I spent this past summer back home, finishing my first novel. My friend Karina invited me to grab drinks with her and a few other people from high school at a small bar in downtown Miami called Finnegans. We drank, laughed, and got along. No one called me a fag, instead congratulating me on my accomplishments. It seemed that any ill feelings were in the rear-view mirror.
Then Karina exclaimed, "TJ is on his way!"
I'd spent over 10 years playing scenarios of running into TJ in my head, ruminating on how I would confront him as an adult. Still, I was trembling with both fear and anger at the thought of seeing him again.
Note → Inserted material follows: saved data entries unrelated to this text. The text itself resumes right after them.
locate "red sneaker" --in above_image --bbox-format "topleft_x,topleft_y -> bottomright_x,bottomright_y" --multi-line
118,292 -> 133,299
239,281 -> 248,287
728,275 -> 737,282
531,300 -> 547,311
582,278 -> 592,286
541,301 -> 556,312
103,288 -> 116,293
TJ made eye contact with me when he stepped out of the cab. I ignored him and went back to my conversation. The post-high school stereotypes are true. Bullies do become overweight. I don't say this out of spite but to demonstrate that from the second I laid eyes on TJ that night, he no longer seemed mythological. He looked vulnerable and unsuspectingly human. I continued to ignore him, and as the evening progressed, it began to feel anticlimactic. How could I not confront TJ? I owed it to my inner teen, who'd had to tear off his Sailor Moon sticker.
Karina was with him at the bar when I approached. We gave each other a half-hug. He knew that I was living in New York and mentioned that he'd gone to law school in Queens. I steered the conversation toward how great my life was, telling him about the book, the fabulous Manhattan parties, and how much I'd paid for my sneakers. In retrospect, I realize that showing off must have given away the fact that I had something to prove, but at the time I thought it was pivotal in communicating my self-respect. I kept mentioning that I'm gay to let him know that he'd been right about me back in high school. I am a faggot, and a proud one at that!
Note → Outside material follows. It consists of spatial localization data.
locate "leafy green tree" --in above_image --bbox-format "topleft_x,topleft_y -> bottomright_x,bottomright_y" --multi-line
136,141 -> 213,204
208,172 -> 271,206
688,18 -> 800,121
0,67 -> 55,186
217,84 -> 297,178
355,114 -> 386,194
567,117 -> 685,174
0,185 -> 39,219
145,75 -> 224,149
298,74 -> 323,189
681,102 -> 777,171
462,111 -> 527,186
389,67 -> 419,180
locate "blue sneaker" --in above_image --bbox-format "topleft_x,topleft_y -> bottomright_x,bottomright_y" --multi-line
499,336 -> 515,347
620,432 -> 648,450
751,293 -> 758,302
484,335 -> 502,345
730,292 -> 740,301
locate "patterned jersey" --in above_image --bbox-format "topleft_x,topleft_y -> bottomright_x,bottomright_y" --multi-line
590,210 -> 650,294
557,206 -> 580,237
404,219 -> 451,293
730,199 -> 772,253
TJ said that he'd tell everyone in his office to buy the book, and he paid for my drink in congratulation. We took the conversation outside, and at no point did it feel right to tell him off. After several shots of tequila, we were left alone. In my drunken stupor I asked what else he was up to, and his reply was a clear effort to prove himself.
"I'm like Jay Gatsby," he mumbled, intoxicated. "I've climbed up from nothing to impress this girl."
I could have said something snide like, "I can't imagine why she wouldn't fall for you," but I didn't. Instead I placed my hand on his shoulder, acknowledging that the man I'd held a grudge against for so long no longer existed, and said something to the effect of, "Well, she's an idiot if she can't accept you for who you are." And we clinked our tequilas.
We forget that, often, it does not get better for bullies after high school. Where we spent years thickening our skin, they are released into the world no longer kings of the lunch table.
In the weeks that followed, I found myself silently rooting for TJ, hoping that he got the girl and learned to get over his insecurity. He's matured into a successful lawyer, and the girl would be lucky to date him. More importantly, I found forgiveness and closure. I no longer remember him as a monster but as a boy in need of love.
I originally published a version of this essay on Queerty. Karina sent TJ the essay, and he reached out to me. He praised the writing and my ability to be objective. He also apologized for his behavior during high school.
I felt uncomfortable receiving the apology. When I originally wrote this piece, I wasn't seeking an apology. What I wanted to do was remind all of us who have been bullied that it's imperative to forgive, and that bullies are human too. But even so, receiving that apology demonstrated TJ's character and how much he has grown since high school. And, yes, it got better for him after that night at Finnegans: He got the girl.